The management jobs being consolidated in Plano, Texas will move from Torrance, New York City, and Erlanger, Kentucky. Jobs from Erlanger will also be moved to Ann Arbor, Michigan and Georgetown, Kentucky.
When Lentz took over Toyota’s North American operations in 2013, he began planning to save money by rationalizing the company’s fractured structure: research and engineering, sales and marketing, and manufacturing were separate units. Denver, Atlanta and Charlotte were the other finalist locations, the Wall Street Journal reported; it also said that Jones Lang LaSalle conducted the search for Toyota.
Toyota’s candor didn’t stop Perry’s partisans from crowing. “It’s a walk-off home run for Perry,” a Republican strategist told the Associated Press, “His jobs and economy narrative is now complete and real.” As Good Jobs First documented last fall, California and New York are two of the six states that Perry has aggressively sought to pirate jobs from. The $40 million gift to Toyota will come from the Texas Enterprise Fund, the “deal-closing fund” created at Perry’s urging that has been the repeated subject of critical investigations.
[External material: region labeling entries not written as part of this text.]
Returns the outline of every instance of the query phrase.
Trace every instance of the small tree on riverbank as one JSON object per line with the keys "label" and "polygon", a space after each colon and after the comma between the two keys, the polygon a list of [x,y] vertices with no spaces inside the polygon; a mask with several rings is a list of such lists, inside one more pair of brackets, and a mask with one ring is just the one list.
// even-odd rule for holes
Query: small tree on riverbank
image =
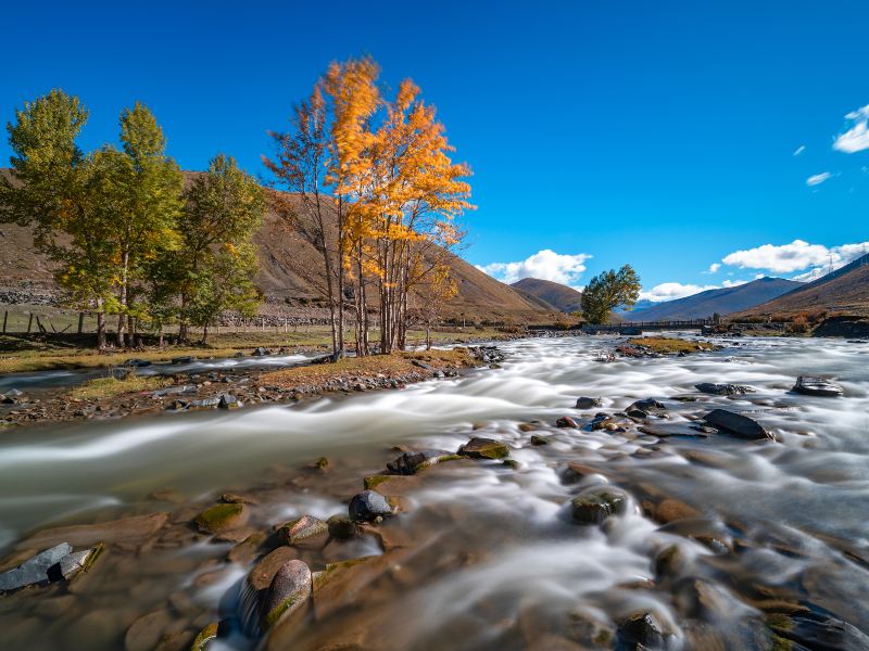
{"label": "small tree on riverbank", "polygon": [[462,238],[454,219],[471,207],[470,170],[450,159],[434,107],[410,79],[387,101],[379,72],[369,58],[331,64],[295,107],[290,131],[272,133],[277,153],[264,159],[294,193],[278,197],[281,213],[323,259],[319,273],[298,271],[328,301],[336,358],[349,306],[356,354],[368,354],[369,301],[379,308],[380,352],[405,345],[408,295],[444,268]]}
{"label": "small tree on riverbank", "polygon": [[582,291],[582,317],[589,323],[606,323],[620,305],[631,307],[640,297],[640,277],[630,265],[591,279]]}

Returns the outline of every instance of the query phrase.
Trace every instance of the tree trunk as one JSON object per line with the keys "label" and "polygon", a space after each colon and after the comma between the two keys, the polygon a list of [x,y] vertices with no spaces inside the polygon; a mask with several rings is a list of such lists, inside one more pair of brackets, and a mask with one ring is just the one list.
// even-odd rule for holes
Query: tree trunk
{"label": "tree trunk", "polygon": [[121,314],[117,315],[117,347],[126,345],[127,332],[127,273],[129,271],[129,252],[125,251],[121,257]]}
{"label": "tree trunk", "polygon": [[99,302],[100,311],[97,312],[97,347],[105,348],[105,312],[102,311],[102,301]]}

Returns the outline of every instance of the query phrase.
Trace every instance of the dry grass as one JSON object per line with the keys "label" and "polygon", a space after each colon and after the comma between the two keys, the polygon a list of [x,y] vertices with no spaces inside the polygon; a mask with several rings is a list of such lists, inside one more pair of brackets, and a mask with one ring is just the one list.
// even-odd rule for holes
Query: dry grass
{"label": "dry grass", "polygon": [[643,346],[662,355],[701,353],[715,349],[715,346],[709,342],[692,342],[669,336],[641,336],[632,339],[629,343],[631,346]]}
{"label": "dry grass", "polygon": [[172,378],[129,375],[125,380],[97,378],[70,392],[70,398],[79,400],[104,400],[122,394],[156,391],[172,384]]}
{"label": "dry grass", "polygon": [[[467,343],[474,340],[495,339],[503,333],[494,329],[455,329],[442,330],[431,333],[433,342]],[[377,331],[373,333],[376,340]],[[0,343],[3,343],[0,335]],[[276,333],[248,332],[248,333],[219,333],[211,337],[211,346],[173,346],[168,348],[148,348],[146,350],[121,350],[117,353],[99,353],[93,348],[58,348],[45,343],[29,342],[13,335],[5,335],[8,340],[3,347],[9,352],[0,353],[0,373],[33,372],[71,370],[84,368],[109,368],[123,365],[125,360],[136,357],[151,361],[168,361],[173,357],[194,355],[197,357],[231,357],[239,350],[250,352],[257,346],[267,348],[311,349],[330,345],[329,328],[313,327],[299,332]],[[13,341],[14,340],[14,341]],[[408,332],[407,343],[421,344],[425,333],[421,331]],[[25,347],[25,349],[12,349]],[[326,348],[324,348],[325,352]]]}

Actually, it’s the second time Toyota has gone off-script in the Lone Star State. In 2003, when it chose San Antonio for its pickup truck assembly plant, Toyota reportedly took the far-smallest of four competing states’ subsidy offers; one was reportedly almost four times larger than the $133 million it accepted in Texas. It even volunteered to pay $34 million to the school district and refused to seek property tax abatements from other local taxing bodies.
Toyota’s senior vice president in charge of site selection in North America at the time said: “If you pull too many incentives out of the community in the beginning you pay the price down the road. It’s a pennywise but dollar-foolish thing to do. We believe it is in our best business interest to be a good corporate citizen and contribute to the community right away.”
I assume Perry and his advocates will continue to spin the Toyota news to justify spending $40 million of taxpayer money to pay the company to do what it clearly would have done anyway. But it’s a teachable moment for public officials and taxpayers everywhere about Site Location 101: business basics rule.
Greg LeRoy directs Good Jobs First and is the author of The Great American Jobs Scam.
Can you make sure Reid Dullberger readsd this?
Memphis and Shelby County should have “tax free” zones that are strategically located to favor inner-city Memphis the most. Each zone should have a fixed number of years for tax freezes and set minimum thresholds for jobs and wages. This would be part land use policy and part economic development policy.
Zones would be located to be attractive to businesses and have good access for residents without negatively impacting the transportation system. Zones would be located to take advantage of the current and future transit system. No PILOTS would be given outside the zones, and the tax free incentive should only be given to the type of companies we want to attract. No more warehouses, let them go to Olive Branch. The design of the criteria and the actual location of the zones would be part of Mayor Wharton’s new “Blueprint for Prosperity”
Although companies are laughing (ha, ha, they’re actually giving us tax freezes) all the way to their piggy banks, ending PILOTS doesn’t seem to be in the political cards, so let’s target what we want to happen.